Взвесив на ладони монеты, стражник остался доволен.
— Эко, не убогий. Ну, с Богом. Да берегись: литвины мазурят.
И вот уже Илья и Карп потрусили по чужой державе, но по исконно русской земле. Они ещё долго не могли свыкнуться с мыслью о том, что едут по чужбине. На пути к Смоленску, извечно русскому городу, они проехали мимо многих сел и деревень, в которых жили одни русичи. Они различали родную речь, видели на окоёмах маковки рубленых деревянных церквей и слышали привычные колокольные звоны. Вокруг на сотни вёрст простиралась русская земля, попавшая под литовскую пяту в годы нашествия монголо–татарских орд. Обо всём этом князь Илья знал не понаслышке, потому как кое‑кто из Ромодановичей ещё жил под игом литвинов. Грудь болела от досады. В те давние времена литвины и поляки брали Русь голыми руками, когда она была раздроблена на уделы, когда с востока навалилась на неё тьма кочевников. Литовцы и поляки овладели Киевской землёй, Волынью, Черниговщиной, Смоленщиной, а потом захватили уделы полоцких, минских, гродненских и пинских князей, которые со времён Владимира Святого стояли под крылом великой Руси.

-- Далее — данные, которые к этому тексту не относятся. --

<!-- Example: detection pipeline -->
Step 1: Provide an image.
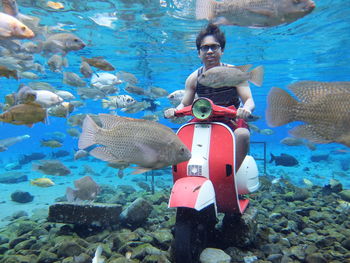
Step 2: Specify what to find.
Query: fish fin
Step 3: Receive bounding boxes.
[234,64,253,72]
[196,0,217,20]
[78,115,99,149]
[289,124,333,143]
[249,66,264,87]
[66,186,75,202]
[102,99,109,109]
[0,28,11,37]
[246,6,275,17]
[131,166,152,174]
[265,87,298,127]
[98,113,123,129]
[89,146,116,162]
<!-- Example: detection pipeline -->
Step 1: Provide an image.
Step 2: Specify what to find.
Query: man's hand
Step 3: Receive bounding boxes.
[164,108,176,119]
[237,107,252,120]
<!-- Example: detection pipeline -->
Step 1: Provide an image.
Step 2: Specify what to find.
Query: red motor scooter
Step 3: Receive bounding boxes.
[169,98,259,263]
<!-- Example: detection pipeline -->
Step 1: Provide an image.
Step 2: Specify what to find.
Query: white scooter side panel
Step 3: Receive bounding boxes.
[236,155,260,195]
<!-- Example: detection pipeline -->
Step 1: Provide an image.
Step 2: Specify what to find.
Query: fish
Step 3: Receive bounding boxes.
[41,33,86,55]
[102,95,136,110]
[74,150,89,160]
[51,150,70,158]
[30,177,55,187]
[90,72,122,89]
[303,178,314,188]
[32,160,71,176]
[125,83,147,95]
[55,90,75,100]
[195,0,316,27]
[265,81,350,147]
[47,101,74,118]
[167,89,185,106]
[46,1,64,10]
[79,61,94,78]
[40,140,62,148]
[150,87,169,99]
[0,134,30,152]
[116,71,139,85]
[0,102,47,127]
[0,65,18,80]
[78,114,191,173]
[121,100,152,113]
[280,137,316,151]
[63,72,86,87]
[47,54,68,72]
[92,245,104,263]
[18,71,39,79]
[33,90,63,108]
[270,153,299,166]
[81,57,115,71]
[66,176,100,202]
[18,152,46,165]
[0,12,35,39]
[198,65,264,88]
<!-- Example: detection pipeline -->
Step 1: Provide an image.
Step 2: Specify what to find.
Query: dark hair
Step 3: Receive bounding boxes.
[196,23,226,51]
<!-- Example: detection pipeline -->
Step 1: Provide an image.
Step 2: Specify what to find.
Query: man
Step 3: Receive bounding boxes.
[164,24,255,171]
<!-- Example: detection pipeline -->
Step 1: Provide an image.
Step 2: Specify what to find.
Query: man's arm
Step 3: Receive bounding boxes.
[237,81,255,119]
[164,71,197,119]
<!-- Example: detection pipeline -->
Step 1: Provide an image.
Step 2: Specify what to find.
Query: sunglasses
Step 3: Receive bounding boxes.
[199,44,221,52]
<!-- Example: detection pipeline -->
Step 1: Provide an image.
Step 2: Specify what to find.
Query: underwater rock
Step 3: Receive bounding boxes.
[11,190,34,203]
[120,197,153,227]
[220,207,258,248]
[48,202,122,228]
[339,190,350,202]
[199,248,231,263]
[0,171,28,184]
[305,253,327,263]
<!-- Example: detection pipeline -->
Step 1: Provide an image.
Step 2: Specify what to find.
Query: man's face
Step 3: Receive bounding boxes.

В пути по просторам отчей земли Илье много и вольно думалось, и он вдруг ясно понял мудрость великого князя всея Руси Ивана Васильевича. Радея об отторгнутой русской земле, он слал сюда свою дочь, дабы её присутствие в Литве в сане великой княгини, оставшейся в православии, укрепляло надежды россиян на возвращение на родину. Со стороны государя всея Руси это был очень умный шаг. Размышлял, очевидно, государь и о том, что с появлением при дворе литовского князя русской государыни усилится русское влияние, православие поднимет голову. Илья верил, что так и будет, ибо Елена, как сильная личность, внесёт в окружение супруга русский дух, русские нравы и обиход. Она, образованная россиянка, даст понять литовцам, что Русь не оставит в беде своих детей в грозные годы притеснений, придёт им на помощь.
Ещё Илья надеялся на то, что окружение Елены останется русским и там, среди своих, найдётся место и ему. Он же готов был служить великой княгине вопреки всем опасностям, которые, он твёрдо знал, ожидают его. Не знал Илья одного в меру своей неосведомлённости. В Литве в ту пору находились умные головы, кои доказывали необходимость создания сильного государства так, как это делали первые литовские князья. В то время Литва грозила стать соперницей Москвы в объединении русских земель в самостоятельное государство. Даровитые литовские князья Гедимин и Ольгерд сумели привлечь к себе все силы русского населения Литвы, приучили русичей смотреть на них, как на своих, Богом данных государей. Они поощряли браки детей именитых вельмож и православных русских сыновей и дочерей из богатых семей. Дети в таких семьях зачастую приводились в православную веру. Ко времени правления Казимира, отца великого князя Александра, среди русских и литовских вельмож зародилась мысль о создании в Литве центра, собирающего все русские земли. Стольным градом этого государства должен был стать Вильно. В этом стремлении многие видели благое начало. Оно давало надежду общими усилиями избавиться от монголо–татарского ига.
Обо всём этом князь Илья узнал позже. Но к тому времени потуги литовских магнатов и некоторых русских князей станут супротивными и великому князю Литвы и панам рады. Сам Илья будет одним из упорных поборников отторжения русских земель от Литвы.